Dominacja Bjoergen i Norweżek, Kowalczyk pod presją (medialną), emocje w biegach mężczyzn, polska kadra tłem dla reszty… Czego jeszcze dowiedzieliśmy się po pierwszej poważnej próbie w tym sezonie?
- Marit Bjoergen nie zwalnia tempa. To, co pokazała w Sjusjoen, jako żywo przypominało jej dominację na trasach biegowych w poprzednim sezonie. I choć polscy kibice wierzą, że to jednak nie Norweżka zdobędzie Kryształową Kulę (patrz sonda obok), to po pierwszych zawodach Bjoergen wydaje się murowaną faworytką.
- Po zakończeniu kariery przez Adama Małysza oczy kibiców i komentatorów zwrócone będą jeszcze bardziej na Justynę Kowalczyk. Jej wczorajszy występ niektóre media uznały za „kiepski”, choć na 10 km łyżwą Kowalczyk rzadko wypadała dobrze. W Pucharze Świata wygrała tylko raz – w 2009 r. w Lahti (klasykiem – 7 razy).
- W rywalizacji kobiet dominacja Norweżek będzie wyraźna. Po zakończeniu kariery przez Włoszki Longę i Follis oraz Słowenkę Majdić i przy braku nowych, obiecujących zawodniczek z innych krajów, podium zawodów pucharowych będzie często zajęte tylko przez biegaczki w czerwonych kurtkach. O tym, że co za dużo, to niezdrowo, wie jednak nawet Therese Johaug, która przyznała, że dla przyszłości dyscypliny taki układ sił nie jest dobry.
- Justyna Kowalczyk raczej wciąż nie będzie mogła liczyć na wsparcie koleżanek z kadry. Występ Marcisz, Szymańczak i Maciuszek nie pokazał, by panie osiągnęły jakiś postęp.
- Rywalizacja w męskich biegach będzie dużo ciekawsza, niż wśród pań. Choć Johan Olsson wygrał z dość dużą (aż 32 sekundy) przewagą nad drugim na mecie Petterem Northugiem, to już różnica między miejscem 2. a 10. wynosiła zaledwie 18 sekund.
- Co cię nie zabije, to cię wzmocni – mógłby powiedzieć zwycięzca sobotniego biegu Johan Olsson. 31-letni Szwed w sezonie przygotowawczym odniósł bolesną kontuzję i bał się, że będzie to smutny koniec jego kariery. Dwa miesiące później po raz drugi stanął na najwyższym stopniu podium w zawodach pucharowych.
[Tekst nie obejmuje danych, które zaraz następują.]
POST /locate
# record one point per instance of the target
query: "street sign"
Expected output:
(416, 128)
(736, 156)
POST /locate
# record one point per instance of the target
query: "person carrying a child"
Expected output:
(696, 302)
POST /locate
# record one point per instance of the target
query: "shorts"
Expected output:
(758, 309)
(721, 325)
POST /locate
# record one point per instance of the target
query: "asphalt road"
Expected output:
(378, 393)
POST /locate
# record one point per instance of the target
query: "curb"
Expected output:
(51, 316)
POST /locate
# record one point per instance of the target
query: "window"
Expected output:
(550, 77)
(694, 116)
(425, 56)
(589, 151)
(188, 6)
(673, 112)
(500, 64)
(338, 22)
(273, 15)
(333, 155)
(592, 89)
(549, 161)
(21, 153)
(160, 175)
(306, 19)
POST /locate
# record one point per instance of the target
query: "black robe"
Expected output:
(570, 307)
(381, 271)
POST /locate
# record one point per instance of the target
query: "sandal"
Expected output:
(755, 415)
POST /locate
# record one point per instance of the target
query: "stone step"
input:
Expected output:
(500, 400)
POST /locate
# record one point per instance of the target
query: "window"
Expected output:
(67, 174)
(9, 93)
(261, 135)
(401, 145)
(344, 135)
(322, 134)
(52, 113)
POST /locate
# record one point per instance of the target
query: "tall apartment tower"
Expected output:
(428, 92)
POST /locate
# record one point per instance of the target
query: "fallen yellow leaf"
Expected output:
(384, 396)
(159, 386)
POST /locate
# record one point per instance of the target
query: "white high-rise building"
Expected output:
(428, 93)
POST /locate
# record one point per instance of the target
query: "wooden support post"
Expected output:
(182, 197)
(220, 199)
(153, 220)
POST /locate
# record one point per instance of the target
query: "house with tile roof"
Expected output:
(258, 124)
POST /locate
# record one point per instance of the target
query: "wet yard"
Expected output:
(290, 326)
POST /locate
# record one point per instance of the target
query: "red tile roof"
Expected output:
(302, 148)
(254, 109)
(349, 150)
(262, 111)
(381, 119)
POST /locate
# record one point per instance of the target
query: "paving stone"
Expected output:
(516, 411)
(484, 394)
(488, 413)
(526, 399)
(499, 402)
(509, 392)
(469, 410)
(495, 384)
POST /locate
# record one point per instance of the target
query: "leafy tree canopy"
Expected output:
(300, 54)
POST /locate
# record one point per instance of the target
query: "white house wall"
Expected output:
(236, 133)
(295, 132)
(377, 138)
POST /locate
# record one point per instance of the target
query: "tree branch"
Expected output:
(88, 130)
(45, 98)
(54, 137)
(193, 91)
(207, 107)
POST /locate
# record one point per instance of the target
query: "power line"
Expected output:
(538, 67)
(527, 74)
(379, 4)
- Skandynawskie media będą się emocjonować pojedynkiem Northug-Hellner (albo szerzej: Northug-Szwecja), bo panowie nie szczędzą sobie uszczypliwości. Po pierwszym weekendzie jest 2:0 dla Northuga, który nie byłby sobą, gdyby nie pajacował na finiszu.
- Męskie biegi sztafetowe (a i masowe zapewne też) nadal będą wyglądać tak, jak niedzielny bieg rozstawny: czarowanie na ostatniej zmianie (zawodnicy w pewnym momencie prawie stanęli) i szalony finisz, z ofiarami w postaci kijków złamanych (Fin Nousiainen) i nadepniętych (Rosjanin Liegkow), wywrotek (Włoch Clara) i… zwycięstw Northuga?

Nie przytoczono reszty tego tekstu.